Tuesday, June 4, 2013

Perguruan Tinggi, Cikal-Bakal Koruptor di Pemerintahan

Perguruan Tinggi, Cikal-Bakal Koruptor di Pemerintahan
Oleh: Achmad Mujahid Syayyaf 
(Mahasiswa KPI semester 4)

Rasanya tidak bosan-bosannya mengkaji kasus-kasus korupsi yang semakin menjamur di Negara Kesatuan Republik Indonesia ini. Indonesia yang memiliki segudang keindahan alam baik disektor bahari maupun darat, tidaklah didukung dengan keindahan moral masyarakatnya, khususnya orang-orang berdasi, berjaz hitam yang duduk dikursi DPR sambil memakan uang rakyat.
            Menurut Syed Hussain Alatas, korupsi adalah penyalahgunaan kepercayaan untuk kepentingan pribadi.

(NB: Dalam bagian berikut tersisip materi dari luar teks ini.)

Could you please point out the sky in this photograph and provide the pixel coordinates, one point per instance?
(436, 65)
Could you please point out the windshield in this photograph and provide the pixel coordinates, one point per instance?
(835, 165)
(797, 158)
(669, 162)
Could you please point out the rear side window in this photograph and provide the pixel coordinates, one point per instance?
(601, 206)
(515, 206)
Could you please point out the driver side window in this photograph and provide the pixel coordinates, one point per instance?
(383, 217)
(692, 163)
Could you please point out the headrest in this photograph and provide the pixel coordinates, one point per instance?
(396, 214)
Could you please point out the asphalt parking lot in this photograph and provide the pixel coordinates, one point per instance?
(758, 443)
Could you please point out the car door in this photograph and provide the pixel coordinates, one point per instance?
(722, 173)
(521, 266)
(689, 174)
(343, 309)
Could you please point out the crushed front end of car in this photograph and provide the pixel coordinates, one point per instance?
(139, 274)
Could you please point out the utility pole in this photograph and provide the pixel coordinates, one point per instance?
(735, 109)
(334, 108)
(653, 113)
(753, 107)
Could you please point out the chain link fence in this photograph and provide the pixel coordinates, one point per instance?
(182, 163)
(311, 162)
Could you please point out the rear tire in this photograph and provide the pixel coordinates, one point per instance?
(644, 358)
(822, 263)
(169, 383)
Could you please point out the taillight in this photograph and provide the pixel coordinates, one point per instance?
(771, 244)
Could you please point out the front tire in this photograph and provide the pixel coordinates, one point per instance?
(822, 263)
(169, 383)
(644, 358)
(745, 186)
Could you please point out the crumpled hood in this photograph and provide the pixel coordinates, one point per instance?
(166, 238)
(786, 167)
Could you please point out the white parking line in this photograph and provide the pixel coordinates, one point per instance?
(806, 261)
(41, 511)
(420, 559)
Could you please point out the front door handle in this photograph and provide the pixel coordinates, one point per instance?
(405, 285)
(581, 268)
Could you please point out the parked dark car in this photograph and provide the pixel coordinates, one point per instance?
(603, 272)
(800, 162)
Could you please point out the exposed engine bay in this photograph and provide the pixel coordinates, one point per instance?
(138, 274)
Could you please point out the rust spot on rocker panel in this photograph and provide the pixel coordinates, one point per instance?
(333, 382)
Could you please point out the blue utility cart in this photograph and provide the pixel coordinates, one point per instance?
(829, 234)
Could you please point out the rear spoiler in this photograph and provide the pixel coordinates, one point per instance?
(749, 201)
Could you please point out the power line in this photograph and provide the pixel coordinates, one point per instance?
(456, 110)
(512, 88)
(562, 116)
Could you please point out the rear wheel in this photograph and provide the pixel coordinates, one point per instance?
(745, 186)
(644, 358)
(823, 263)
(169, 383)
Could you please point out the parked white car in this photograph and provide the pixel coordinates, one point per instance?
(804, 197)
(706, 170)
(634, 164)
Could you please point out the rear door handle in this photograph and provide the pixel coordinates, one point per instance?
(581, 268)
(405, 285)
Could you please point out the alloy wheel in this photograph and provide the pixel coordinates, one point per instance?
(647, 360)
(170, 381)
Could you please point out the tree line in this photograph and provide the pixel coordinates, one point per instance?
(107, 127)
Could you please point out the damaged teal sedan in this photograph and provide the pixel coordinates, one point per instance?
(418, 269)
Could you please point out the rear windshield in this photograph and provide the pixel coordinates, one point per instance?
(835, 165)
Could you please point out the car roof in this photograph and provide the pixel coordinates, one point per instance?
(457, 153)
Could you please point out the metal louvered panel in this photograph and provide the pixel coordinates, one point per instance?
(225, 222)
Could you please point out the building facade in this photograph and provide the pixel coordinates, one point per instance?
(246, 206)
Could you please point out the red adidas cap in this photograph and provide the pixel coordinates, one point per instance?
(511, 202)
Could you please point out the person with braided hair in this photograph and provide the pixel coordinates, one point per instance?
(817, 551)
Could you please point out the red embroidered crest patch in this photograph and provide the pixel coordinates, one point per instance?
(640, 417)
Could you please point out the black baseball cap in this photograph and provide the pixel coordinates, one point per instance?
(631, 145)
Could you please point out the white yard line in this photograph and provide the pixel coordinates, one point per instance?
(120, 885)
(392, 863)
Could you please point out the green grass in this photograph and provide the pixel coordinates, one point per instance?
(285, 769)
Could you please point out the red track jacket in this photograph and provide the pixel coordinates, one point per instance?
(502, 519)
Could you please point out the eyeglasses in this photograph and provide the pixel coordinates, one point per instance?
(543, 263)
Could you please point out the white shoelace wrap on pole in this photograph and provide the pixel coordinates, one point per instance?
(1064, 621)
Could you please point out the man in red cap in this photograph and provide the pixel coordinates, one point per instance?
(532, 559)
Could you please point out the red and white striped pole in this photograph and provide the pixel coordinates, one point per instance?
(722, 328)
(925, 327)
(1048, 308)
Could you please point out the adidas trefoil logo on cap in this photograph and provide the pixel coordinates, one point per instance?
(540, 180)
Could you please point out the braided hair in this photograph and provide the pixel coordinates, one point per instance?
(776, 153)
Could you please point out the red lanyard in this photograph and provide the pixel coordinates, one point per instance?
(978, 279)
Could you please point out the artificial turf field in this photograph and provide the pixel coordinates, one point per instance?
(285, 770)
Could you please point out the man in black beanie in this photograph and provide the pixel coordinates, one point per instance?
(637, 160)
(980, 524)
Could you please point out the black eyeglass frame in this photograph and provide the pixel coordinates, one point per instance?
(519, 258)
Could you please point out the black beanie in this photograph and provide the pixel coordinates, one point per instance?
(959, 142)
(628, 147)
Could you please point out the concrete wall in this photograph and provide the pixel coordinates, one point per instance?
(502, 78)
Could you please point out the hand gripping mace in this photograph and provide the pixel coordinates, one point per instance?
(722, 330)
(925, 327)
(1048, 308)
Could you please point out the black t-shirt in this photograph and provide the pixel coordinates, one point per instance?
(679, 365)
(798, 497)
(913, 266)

Robert Klitgard dalam bukunya Corrupt and Cities, korupsi adalah penyalahgunaan kekuasaan untuk kepentingan pribadi.[1] Tidak heran, Indonesia berada diperingkat pertama negara terkorup tingkat Asia pada tahun 2009 versi PERC (Political and Economic Risc Consultancy), dengan skor 8,32. Disusul urutan kedua dan ketiga adalah Thailand dengan skor 7,63 dan Kamboja 7,25. Pada tahun 2011 Indonesia masih merajai negara terkorup di Asia Pasifik dari 16 negara menurut PERC yang berbasis di Hongkong (Kompas, 2/22/2012). 

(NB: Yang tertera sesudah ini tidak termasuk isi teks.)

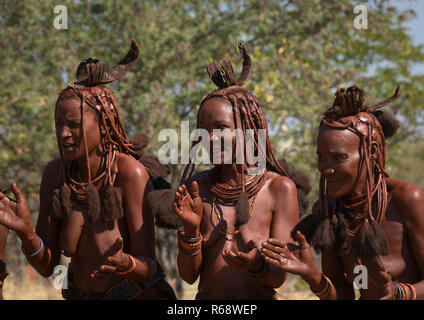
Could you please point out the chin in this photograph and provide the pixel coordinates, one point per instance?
(336, 193)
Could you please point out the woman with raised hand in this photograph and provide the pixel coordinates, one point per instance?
(91, 198)
(230, 210)
(367, 225)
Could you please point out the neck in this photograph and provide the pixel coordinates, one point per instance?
(230, 174)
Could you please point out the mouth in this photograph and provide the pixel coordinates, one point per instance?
(68, 146)
(333, 181)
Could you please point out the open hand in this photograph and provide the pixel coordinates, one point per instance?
(119, 262)
(188, 207)
(239, 260)
(296, 259)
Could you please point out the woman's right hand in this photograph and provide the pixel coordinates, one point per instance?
(15, 215)
(188, 207)
(292, 258)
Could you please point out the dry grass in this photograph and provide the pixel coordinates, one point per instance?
(293, 289)
(35, 287)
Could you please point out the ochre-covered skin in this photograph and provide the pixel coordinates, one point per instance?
(223, 265)
(92, 204)
(72, 227)
(351, 156)
(97, 240)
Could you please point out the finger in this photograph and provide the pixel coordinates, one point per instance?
(270, 254)
(118, 245)
(276, 242)
(194, 189)
(107, 269)
(185, 192)
(273, 261)
(115, 260)
(300, 238)
(17, 192)
(248, 256)
(100, 275)
(271, 247)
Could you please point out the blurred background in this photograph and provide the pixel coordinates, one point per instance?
(302, 51)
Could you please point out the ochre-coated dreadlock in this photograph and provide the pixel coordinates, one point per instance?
(95, 97)
(247, 114)
(332, 226)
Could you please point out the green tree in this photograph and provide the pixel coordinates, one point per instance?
(301, 51)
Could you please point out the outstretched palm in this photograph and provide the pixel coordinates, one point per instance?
(289, 257)
(15, 215)
(188, 206)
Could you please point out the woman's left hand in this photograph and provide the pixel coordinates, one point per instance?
(240, 260)
(119, 262)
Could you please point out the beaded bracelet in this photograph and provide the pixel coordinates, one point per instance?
(130, 269)
(186, 252)
(404, 291)
(36, 252)
(326, 290)
(190, 245)
(182, 236)
(263, 271)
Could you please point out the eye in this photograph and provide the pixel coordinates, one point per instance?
(341, 156)
(74, 125)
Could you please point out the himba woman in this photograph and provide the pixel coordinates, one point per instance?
(228, 213)
(366, 224)
(91, 198)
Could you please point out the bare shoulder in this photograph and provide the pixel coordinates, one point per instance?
(131, 169)
(52, 173)
(281, 186)
(407, 197)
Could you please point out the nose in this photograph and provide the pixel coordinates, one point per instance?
(63, 132)
(325, 168)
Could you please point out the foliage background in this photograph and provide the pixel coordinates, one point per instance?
(302, 51)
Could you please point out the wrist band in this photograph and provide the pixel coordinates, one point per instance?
(36, 252)
(404, 291)
(130, 269)
(182, 236)
(186, 252)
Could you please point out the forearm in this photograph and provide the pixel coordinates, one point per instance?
(144, 270)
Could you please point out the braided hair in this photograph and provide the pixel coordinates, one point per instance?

            Selama 2012, Indonesia Corruption Watch (ICW) menemukan 285 kasus korupsi yang merugikan negara hingga Rp 1,22 triliun. ICW mencatat jumlah tersangka korupsi mencapai 597 orang. Jumlah itu menurun dibandingkan periode yang sama di tahun 2011. Saat itu, jumlah kasus korupsi sebanyak 436 kasus dengan 1.053 tersangka. Kemudian menurut MNC Media Research Polling, kasus korupsi di daerah berdasarkan data Kemendagri, sepanjang 2004 hingga 2012, ada 2.976 anggota DPRD Tingkat I dan DPRD Tingkat II yang terlibat kasus kriminal. Di antara kasus-kasus tersebut, kasus korupsi adalah kasus terbanyak dengan jumlah 349 kasus atau 33,2 persen. Sepanjang periode itu pula, sebanyak 155 kasus korupsi melibatkan kepala daerah. Sementara itu, KPK baru menyelesaikan 37 dari 155 kasus yang ada. (hizbut-tahrir.or.id/3/1/2013).

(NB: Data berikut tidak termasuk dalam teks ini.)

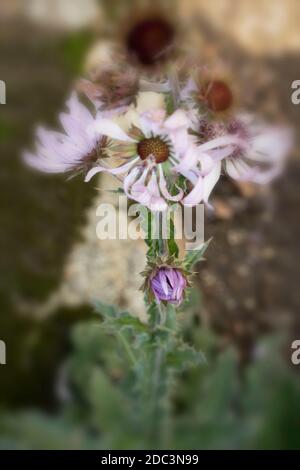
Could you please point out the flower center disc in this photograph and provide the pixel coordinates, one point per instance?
(153, 146)
(218, 96)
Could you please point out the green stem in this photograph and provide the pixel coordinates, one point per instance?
(127, 349)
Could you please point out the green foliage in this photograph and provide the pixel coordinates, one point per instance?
(165, 398)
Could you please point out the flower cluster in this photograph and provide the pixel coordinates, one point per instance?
(163, 146)
(165, 141)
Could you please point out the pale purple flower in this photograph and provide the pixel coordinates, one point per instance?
(151, 150)
(261, 153)
(168, 284)
(74, 149)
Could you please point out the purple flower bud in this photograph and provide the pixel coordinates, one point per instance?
(168, 285)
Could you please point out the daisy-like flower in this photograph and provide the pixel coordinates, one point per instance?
(260, 155)
(152, 147)
(75, 149)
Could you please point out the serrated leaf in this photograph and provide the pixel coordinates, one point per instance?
(184, 357)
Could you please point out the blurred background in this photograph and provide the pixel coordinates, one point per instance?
(245, 311)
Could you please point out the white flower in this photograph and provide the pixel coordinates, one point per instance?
(154, 145)
(77, 148)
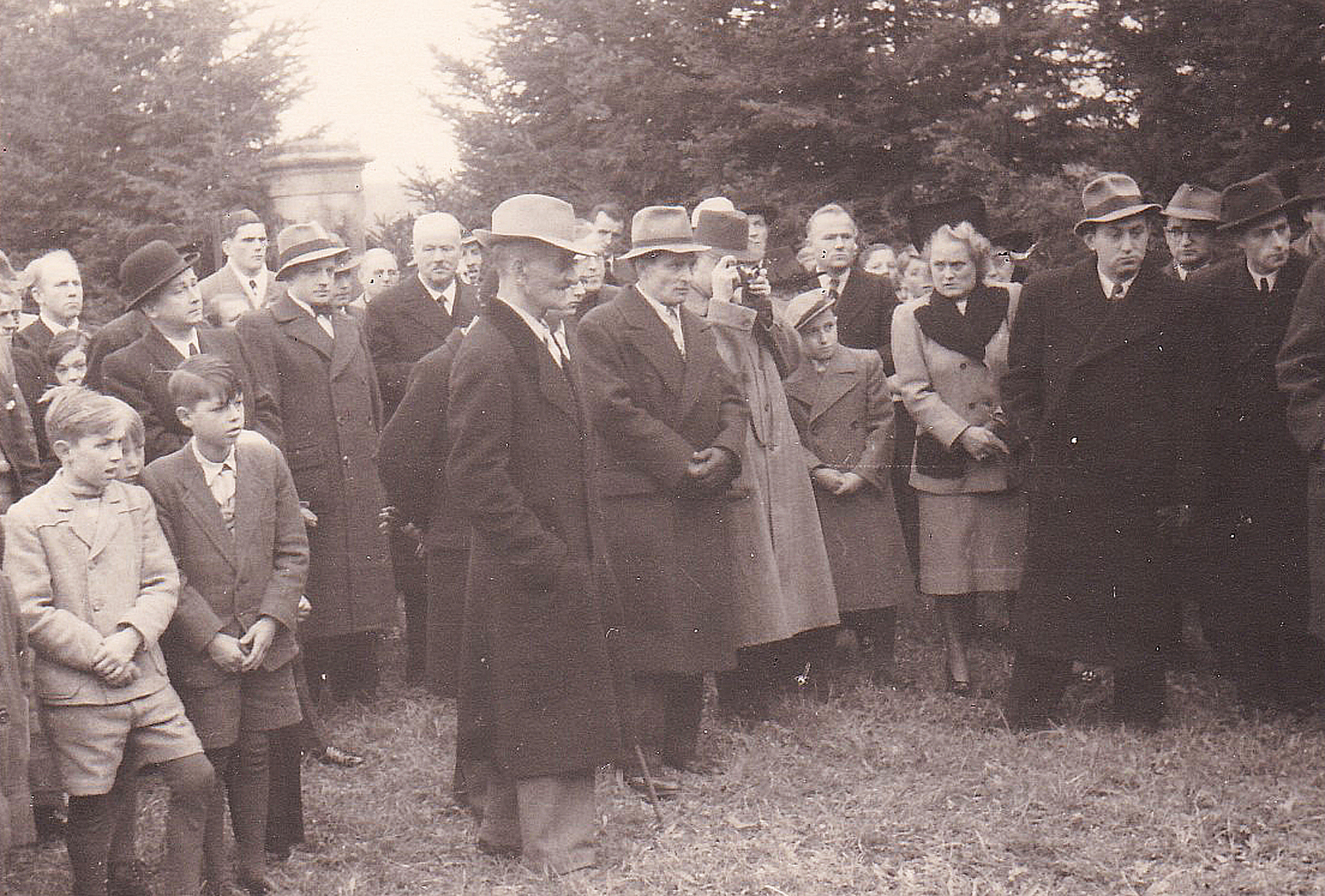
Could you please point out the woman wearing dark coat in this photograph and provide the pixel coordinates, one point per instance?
(950, 350)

            Dengan data-data di atas, menandakan bahwa korupsi sudah mengakar ditubuh Indonesia. Bahkan bisa dikatakan korupsi merupakan bagian dari budaya yang tak terpisahkan. Budaya korupsi dipahami sebagai sebuah perilaku korupsi yang telah dilakukan secara terus menerus dalam praktik-praktik kehidupan masyarakat dan mendapat permakluman sebagian besar masyarakat (Prof. Adi UNS). Budaya korupsi ini tidaklah terjadi pada jajaran pejabat sahaja. Tetapi, penyakit ini sudah menyebar kesektor Perguruan Tinggi Negeri. Sungguh ironis, sebuah lembaga pendidikan tinggi yang diharapkan meluluskan sarjana yang bermoral sekaligus berintelektual, ternyata hal tersebut jah dari harapan. Lembaga pendidikan seperti perguruan tinggi menjadi praktik-praktik korupsi yang dilakukan oleh birokrat kampus, bukan hanya ditingkat birokrat kampus, mahasiswa pun tidak luput dari praktik-praktik korupsi.
            Beberapa bulan yang lalu kasus korupsi menimpa Universitas Syiah Kuala (Unsyiah) Banda Aceh. Seperti yang diberitakan, Tim Penyidik Kejaksaan Tinggi (Kejati) Aceh telah menetapkan 3 tersangka dugaan tindak pidana korupsi (tipikor) program beasiswa Pemerintah Aceh di Unsyah sebesar 3,6 miliar, yang besumber dari APBA 2009-2010 (tribunnews.com/2/5/2013).
            Selain itu kasus tipikor ini juga menimpa Universitas Negeri Jakarta yang melibatkan Pembantu Rektor III UNJ Fakhrudin Arbah dan Dosen Fakultas Teknik UNJ Tri Mulyono, dan sudah ditetapkan sebagai terdakwa. Kasus ini telah merugikan negera sebesar 5 miliar (www.didaktikaunj.com/2013/03/). Peristiwa di atas mencengangkan publik, karena sebagai lembaga pendidikan yang diharapkan mampu memberikan pengajaran moral yang baik terhadap mahasiswa, malah memberi teladan yang buruk. Mahasiswa yang duduk di Badan Eksekurif Mahasiswa (BEM) dan jajarannya hingga ke Presiden Mahasiswa (Presma) juga sudah berani melakukan praktik-praktik korupsi. Hal ini tidak asing lagi. Uang yang digelontorkan Universitas untuk memajukan kreatifitas mahasiswa melalui badan-badan perwakilan mahasiswa telah dimanfaatkan sendiri untuk kepentingan pribadi.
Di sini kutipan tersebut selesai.